En France cette crainte d’un texte qui ne serait pas assez libéral n’existe pas. Dans Le Figaro, un collectif de député néo-libéraux de l’UMP se prononce pour le « oui ». Ils affirment qu’il ne faut pas craindre de nouvelles régulations de Bruxelles avec ce traité. Au contraire, il permettra d’imposer les changements économiques qui n’ont pas encore été acceptés en France. Ce texte est appuyé par un autre appel, publié le même jour dans le même quotidien. 100 chefs d’entreprises français, membres de l’Institut de l’entreprise, se prononcent en faveur du traité. Grâce à ce texte, la France poursuivra les réformes économiques nécessaires à la bonne santé des entreprises. Sachant ce que ce jugement peut avoir d’inquiétant pour beaucoup de citoyens, ils tempèrent toutefois ; ce traité permettra également de préserver le modèle social français. À la lecture des noms de certains des signataires, tel Denis Kessler, on ne peut que s’interroger sur la nature ornementale d’une telle précaution de langage.

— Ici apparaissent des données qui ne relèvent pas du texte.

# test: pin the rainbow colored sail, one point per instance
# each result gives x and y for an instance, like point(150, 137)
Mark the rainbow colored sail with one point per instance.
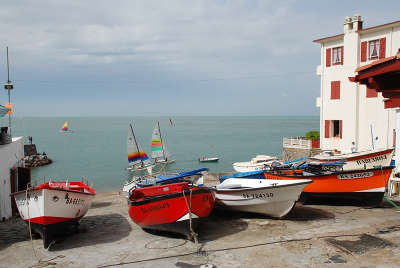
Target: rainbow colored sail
point(64, 127)
point(158, 149)
point(137, 156)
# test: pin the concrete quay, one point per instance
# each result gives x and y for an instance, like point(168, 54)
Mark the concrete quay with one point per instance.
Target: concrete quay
point(310, 236)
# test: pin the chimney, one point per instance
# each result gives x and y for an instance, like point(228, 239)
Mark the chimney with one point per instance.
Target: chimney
point(357, 22)
point(348, 25)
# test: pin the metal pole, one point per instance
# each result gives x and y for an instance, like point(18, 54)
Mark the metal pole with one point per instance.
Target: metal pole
point(162, 144)
point(9, 95)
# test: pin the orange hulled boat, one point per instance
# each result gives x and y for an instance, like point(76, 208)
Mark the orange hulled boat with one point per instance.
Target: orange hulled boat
point(367, 185)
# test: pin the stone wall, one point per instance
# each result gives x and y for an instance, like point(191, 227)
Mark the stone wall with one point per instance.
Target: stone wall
point(30, 149)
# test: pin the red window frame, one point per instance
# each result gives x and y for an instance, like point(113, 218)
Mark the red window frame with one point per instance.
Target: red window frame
point(376, 48)
point(335, 90)
point(371, 93)
point(337, 56)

Outre l’orientation néo-libérale du texte, l’atlantisme du projet est également un des arguments forts des partisans du « non ». Toujours dans Le Figaro, Pierre Lellouche, député UMP et président de l’Assemblée parlementaire de l’OTAN, tente de convaincre le lectorat gaulliste du journal que ce traité n’enterre pas l’Europe-puissance. Il affirme que ce texte n’est pas atlantiste et minimise donc la portée de l’article I-40 sur la subordination de la défense européenne à l’OTAN. Au contraire, nous dit-il, en développant ses capacités militaires, l’Union européenne pourra devenir une Europe-puissance, avec ou sans l’OTAN.

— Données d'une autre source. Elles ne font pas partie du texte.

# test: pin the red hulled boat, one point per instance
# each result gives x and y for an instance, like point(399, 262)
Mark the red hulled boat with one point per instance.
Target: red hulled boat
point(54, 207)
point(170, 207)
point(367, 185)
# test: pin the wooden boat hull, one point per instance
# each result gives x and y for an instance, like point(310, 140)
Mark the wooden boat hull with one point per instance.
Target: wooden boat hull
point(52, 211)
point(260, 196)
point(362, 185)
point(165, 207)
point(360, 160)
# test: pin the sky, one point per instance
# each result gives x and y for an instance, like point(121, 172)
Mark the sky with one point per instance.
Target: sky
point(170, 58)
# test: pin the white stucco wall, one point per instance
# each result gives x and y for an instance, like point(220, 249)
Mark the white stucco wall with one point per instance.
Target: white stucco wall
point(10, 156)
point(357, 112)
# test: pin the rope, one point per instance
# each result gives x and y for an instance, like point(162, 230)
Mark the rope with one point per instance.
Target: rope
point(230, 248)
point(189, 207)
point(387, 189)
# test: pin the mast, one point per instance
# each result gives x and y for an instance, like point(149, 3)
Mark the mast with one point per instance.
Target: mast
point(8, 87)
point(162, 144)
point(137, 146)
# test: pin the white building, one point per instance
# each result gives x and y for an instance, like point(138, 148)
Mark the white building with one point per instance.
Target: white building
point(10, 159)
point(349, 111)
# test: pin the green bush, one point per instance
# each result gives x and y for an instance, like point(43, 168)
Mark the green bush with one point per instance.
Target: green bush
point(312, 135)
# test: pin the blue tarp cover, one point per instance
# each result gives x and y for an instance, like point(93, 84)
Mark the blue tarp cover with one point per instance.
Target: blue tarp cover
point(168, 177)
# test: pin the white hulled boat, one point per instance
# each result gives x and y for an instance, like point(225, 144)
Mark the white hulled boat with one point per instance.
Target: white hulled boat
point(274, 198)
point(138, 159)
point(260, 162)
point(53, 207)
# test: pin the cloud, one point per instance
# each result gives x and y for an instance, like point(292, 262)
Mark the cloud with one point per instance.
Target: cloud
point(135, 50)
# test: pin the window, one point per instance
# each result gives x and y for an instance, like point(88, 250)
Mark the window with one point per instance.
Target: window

Autre sujet d’inquiétude permettant pour le « non » de capitaliser des voix : le rôle des pays d’Europe de l’Est dans la construction européenne. Le néo-libéralisme et l’atlantisme de la plupart des gouvernements de cette région inquiètent les électeurs français. André Erdos, Pavel Fischer, Maria Krasno-Horska et Jan Tombinski, respectivement ambassadeurs en France de Hongrie, de République tchèque, de Slovaquie et de Pologne, cosignent avec Georges Mink et Jean-Pierre Pagé, co-secrétaires exécutifs du Forum de l’Europe centrale, une tribune visant à rassurer les lecteurs de Libération. Les nouveaux membres sont attachés au concept d’Europe-puissance tant que celui-ci ne va pas à l’encontre de leurs relations avec les États-Unis. En outre, ce texte comporte des avancées sociales qui conforte le modèle européen.

Pour sa part, l’avocate féministe Gisèle Halimi dénonce dans Le Monde un texte qu’elle voit comme une atteinte aux droits des femmes. En favorisant les liens avec les Églises sans parler de laïcité, en évoquant le « droit à la vie » mais en n’accordant aucun droit à l’IVG, la constitution européenne met en péril les fruits des luttes passées. Elle appelle donc les féministes à rejeter ce texte.

Enfin, les anciens Premier ministres algérien et tunisien, Sid Ahmed Ghozali et Mohamed Mzali observent les débats sur l’Europe dans Le Figaro. Pour eux, peu importe le résultat de la consultation, c’est le débat qui est intéressant car il peut inspirer le Maghreb pour sa propre unité. Ils regrettent toutefois que le dialogue trans-méditerranéen ne soit pas davantage abordé. En effet, ils estiment que l’Europe doit devenir un contrepoids pour « l’hyperpuissance » dans la région.